Renewal sub-agent: trigger cert-manager (or your renewal flow) for flagged certs.
Rollout sub-agent: deploy the renewed cert and verify the endpoint is serving the new chain.
The orchestrator
Code, not LLM. The orchestrator is a state machine: detect → renew → rollout. Each transition is deterministic.
LLM is invoked only for non-routine cases: cert types the renewal sub-agent does not know how to renew, hosts that did not pick up the new cert.

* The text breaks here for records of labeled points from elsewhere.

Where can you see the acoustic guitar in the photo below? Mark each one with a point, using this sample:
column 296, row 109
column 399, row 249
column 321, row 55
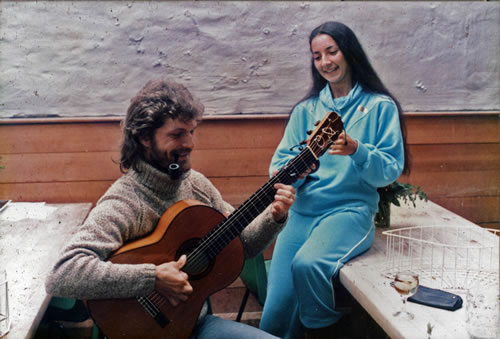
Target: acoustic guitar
column 211, row 242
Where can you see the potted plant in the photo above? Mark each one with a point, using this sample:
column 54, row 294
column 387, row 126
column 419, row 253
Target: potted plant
column 392, row 194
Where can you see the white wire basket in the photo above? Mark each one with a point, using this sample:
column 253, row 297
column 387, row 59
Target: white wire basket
column 445, row 257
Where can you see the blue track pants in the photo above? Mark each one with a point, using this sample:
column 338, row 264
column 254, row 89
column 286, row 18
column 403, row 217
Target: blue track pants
column 309, row 252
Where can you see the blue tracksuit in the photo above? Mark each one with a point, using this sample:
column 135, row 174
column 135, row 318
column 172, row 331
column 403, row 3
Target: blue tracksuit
column 331, row 220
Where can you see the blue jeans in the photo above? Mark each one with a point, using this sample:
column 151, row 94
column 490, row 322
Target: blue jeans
column 212, row 327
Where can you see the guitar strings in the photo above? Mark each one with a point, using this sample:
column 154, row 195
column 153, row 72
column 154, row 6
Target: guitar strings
column 195, row 259
column 156, row 300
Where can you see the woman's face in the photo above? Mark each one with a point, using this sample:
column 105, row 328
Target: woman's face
column 330, row 62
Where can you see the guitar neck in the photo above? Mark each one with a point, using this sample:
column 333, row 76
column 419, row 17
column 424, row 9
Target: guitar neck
column 224, row 233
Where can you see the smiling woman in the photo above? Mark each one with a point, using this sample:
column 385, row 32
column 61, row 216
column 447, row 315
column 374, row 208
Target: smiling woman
column 331, row 64
column 332, row 220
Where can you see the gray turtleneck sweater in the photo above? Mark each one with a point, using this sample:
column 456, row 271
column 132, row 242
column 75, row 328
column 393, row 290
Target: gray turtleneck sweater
column 131, row 209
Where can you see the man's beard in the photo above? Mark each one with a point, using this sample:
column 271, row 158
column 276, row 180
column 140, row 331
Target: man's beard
column 162, row 161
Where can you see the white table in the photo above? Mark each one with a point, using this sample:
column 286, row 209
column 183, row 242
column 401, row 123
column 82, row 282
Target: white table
column 365, row 279
column 31, row 237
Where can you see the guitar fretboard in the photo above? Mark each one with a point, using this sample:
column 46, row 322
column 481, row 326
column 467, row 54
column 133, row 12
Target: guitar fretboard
column 215, row 241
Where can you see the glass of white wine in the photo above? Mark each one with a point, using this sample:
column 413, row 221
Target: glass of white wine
column 406, row 284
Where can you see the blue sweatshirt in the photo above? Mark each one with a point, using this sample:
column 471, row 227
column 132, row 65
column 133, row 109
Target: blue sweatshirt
column 346, row 181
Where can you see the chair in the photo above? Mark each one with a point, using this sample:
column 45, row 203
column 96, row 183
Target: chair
column 254, row 276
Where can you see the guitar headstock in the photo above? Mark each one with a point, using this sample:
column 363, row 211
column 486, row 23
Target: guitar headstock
column 326, row 132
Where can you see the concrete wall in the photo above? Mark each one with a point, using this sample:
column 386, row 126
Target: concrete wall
column 88, row 58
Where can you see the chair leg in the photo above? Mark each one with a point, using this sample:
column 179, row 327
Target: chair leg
column 242, row 305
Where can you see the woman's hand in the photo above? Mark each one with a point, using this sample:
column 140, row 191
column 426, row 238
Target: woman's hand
column 173, row 283
column 344, row 145
column 283, row 200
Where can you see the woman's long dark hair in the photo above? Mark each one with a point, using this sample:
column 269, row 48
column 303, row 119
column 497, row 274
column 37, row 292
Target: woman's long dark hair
column 361, row 70
column 156, row 102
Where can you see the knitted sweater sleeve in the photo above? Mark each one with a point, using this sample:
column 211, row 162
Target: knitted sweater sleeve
column 82, row 271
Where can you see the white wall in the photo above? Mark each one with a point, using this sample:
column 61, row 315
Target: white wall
column 88, row 58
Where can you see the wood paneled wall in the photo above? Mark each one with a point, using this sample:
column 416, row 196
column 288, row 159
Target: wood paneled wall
column 456, row 158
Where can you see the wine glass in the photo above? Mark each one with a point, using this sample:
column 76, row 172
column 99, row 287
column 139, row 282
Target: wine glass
column 406, row 284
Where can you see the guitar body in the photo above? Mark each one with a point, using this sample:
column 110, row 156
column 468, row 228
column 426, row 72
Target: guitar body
column 176, row 233
column 211, row 242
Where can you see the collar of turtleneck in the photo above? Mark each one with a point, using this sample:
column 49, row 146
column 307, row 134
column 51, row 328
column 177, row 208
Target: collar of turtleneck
column 156, row 180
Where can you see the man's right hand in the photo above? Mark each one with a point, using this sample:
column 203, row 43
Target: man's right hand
column 173, row 283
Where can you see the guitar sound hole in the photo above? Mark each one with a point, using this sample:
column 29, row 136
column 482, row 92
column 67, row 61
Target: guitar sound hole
column 199, row 264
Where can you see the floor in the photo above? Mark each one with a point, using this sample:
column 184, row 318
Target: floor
column 225, row 304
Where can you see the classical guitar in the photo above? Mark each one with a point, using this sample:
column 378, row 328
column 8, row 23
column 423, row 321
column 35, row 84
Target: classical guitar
column 212, row 245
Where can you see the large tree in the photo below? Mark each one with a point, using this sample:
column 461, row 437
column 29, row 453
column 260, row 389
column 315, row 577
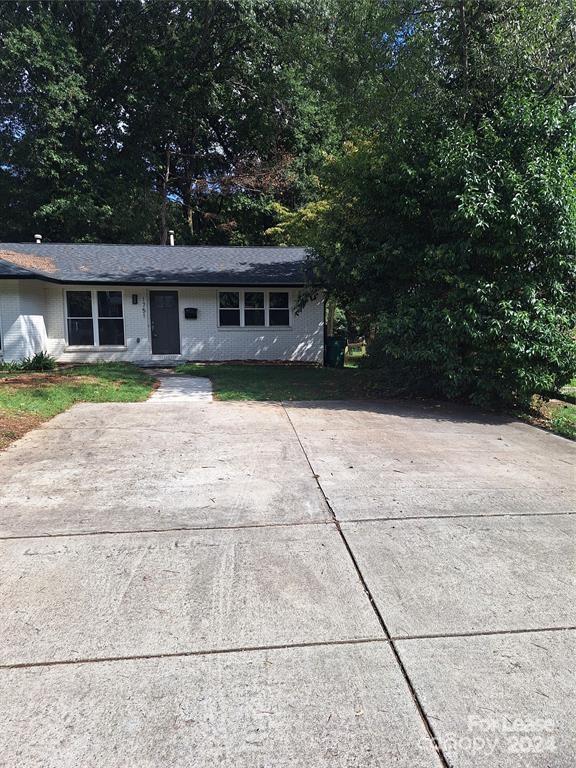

The split keeps the routine cases cheap and fast.
Dry-run output
Each step emits a dry-run summary: what cert, what host, what the agent would do, expected duration.
The summary is reviewable by SREs before any action. Most reviews approve in seconds; the dry-run is the safety check.
Dry-run output also serves as documentation: the cert renewal flow is described, by the agent, in plain language.
Verification after rollout
Probe the endpoint with openssl s_client; confirm the served cert matches the expected one.
Probe from multiple network paths if relevant. Internal vs external; the cert may differ.
Verify within 5 minutes of rollout. If verification fails, alert immediately; cert mis-rollout breaks customer connections.
Escalation cases
Renewal failed: the CA rejected, rate-limited, or returned an error. Surface the error; human investigates.
Rollout failed: the new cert was issued but not picked up by the server. Configuration issue; human investigates.
Verification failed: the rolled-out cert is not what is being served. Possible deployment issue; the agent does not auto-revert this; human investigates.